Friday, March 5, 2010

Adelies in the fog

Adelies at Brown Bluff
Canon 7D, 17-40f4L @ 40mm, 1/640th @ f4.0, ISO 200

After our sunny morning exploring the peaks, and crags of Devil Island we motored off in the Polar Star to our first landing on Antarctica proper at the far northern tip of the peninsula, Brown Bluff.

The name Brown Bluff doesn't really do the place justice. The "bluff" is actually a 1000 foot cliff that shoots up a short distance from the beach. Snow and Pintado Petrels nest in the rock crevices and are constantly coming and going. Several thousand pairs of Adelie Penguins nest in a colony that reaches up the talus slope below the cliffs. Gentoo Penguins and Kelp Gulls occupy the boulders that are scattered up and down the gravel beach.

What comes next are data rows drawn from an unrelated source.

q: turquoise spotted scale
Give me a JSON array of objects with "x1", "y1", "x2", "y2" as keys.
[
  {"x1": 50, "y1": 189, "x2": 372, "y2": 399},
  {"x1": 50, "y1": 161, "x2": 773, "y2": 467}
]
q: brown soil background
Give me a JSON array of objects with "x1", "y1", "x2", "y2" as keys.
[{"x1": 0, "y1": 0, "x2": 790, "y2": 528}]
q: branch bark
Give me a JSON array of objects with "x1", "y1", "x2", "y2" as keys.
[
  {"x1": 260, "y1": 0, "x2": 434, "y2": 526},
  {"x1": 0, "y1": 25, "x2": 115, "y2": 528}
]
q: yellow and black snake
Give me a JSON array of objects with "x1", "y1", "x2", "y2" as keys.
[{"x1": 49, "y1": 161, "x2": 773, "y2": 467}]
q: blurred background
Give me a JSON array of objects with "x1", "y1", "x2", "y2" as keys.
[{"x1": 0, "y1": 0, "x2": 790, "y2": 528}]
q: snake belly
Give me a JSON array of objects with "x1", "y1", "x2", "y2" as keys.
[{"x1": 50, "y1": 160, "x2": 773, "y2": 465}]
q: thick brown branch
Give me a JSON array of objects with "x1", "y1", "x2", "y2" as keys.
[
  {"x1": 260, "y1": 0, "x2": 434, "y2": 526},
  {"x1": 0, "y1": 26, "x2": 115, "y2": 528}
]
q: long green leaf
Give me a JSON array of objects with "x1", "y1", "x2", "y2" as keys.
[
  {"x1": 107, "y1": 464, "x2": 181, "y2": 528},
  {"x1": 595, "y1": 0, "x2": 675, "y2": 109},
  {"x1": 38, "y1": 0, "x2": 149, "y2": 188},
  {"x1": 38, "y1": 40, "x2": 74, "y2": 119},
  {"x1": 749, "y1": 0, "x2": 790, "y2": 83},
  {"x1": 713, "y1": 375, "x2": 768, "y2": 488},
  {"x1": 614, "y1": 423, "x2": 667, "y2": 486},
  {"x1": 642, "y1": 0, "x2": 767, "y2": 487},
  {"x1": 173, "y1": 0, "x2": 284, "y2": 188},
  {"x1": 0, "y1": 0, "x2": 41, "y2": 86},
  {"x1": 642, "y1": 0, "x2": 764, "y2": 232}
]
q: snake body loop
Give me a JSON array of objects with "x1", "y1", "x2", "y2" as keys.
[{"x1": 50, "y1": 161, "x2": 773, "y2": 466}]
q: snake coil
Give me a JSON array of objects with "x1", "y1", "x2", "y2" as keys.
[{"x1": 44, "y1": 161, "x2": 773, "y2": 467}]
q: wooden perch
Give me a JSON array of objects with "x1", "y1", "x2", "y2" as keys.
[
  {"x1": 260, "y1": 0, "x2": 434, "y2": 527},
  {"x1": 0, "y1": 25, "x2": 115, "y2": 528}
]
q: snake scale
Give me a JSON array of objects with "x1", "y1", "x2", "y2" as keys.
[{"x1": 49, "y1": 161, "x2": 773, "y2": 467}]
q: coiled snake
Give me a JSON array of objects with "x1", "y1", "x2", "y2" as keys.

Since my first visit to the place in 2003, Brown Bluff has been among my favorites. Perhaps because it was the first place I encountered Adelies, or maybe because it was the first time I set foot on the great southern continent. Or maybe its just a remarkable place.

We arrived in cloudy, windless conditions, but as the afternoon went on, a fog bank rolled in from the north. First, as I zodiac cruised with a group of clients around the icebergs it began swallowing up the distant bergs, then the closer ones.

Back on shore, a short time later, I was photographing the penguins coming and going from the colony. They were splashing in and out of the water. The cold, foggy light made for challenging, but interesting, photography. It was a perfect chance for wide-angle work as the penguins popped from the water just feet away. The image above I snapped from a prone position on the beach. It's dark, but so was the day. This image reminds me of what the day felt like. The cold rock under me, the fog bank rolling in, graying the skies in the background, the icebergs floating like ghosts in water as gray as the sky.

Blue Iceberg in fog
Canon 7D, 17-40 f4L @40mm, 1/250th, f8.0, ISO 200, handheld from Zodiac

This second image was made during the short zodiac cruise around the bergs. The fog bank in the background made the blues in this berg pop like fireworks.

This is why I love the Antarctic. Every time the weather changes (which it does, almost constantly), the colors change, they brighten and soften, landscape elements appear and disappear. Even the wildlife seems to change. Penguins go from cute and clutzy birds to emblems of survival at the edge of what's possible.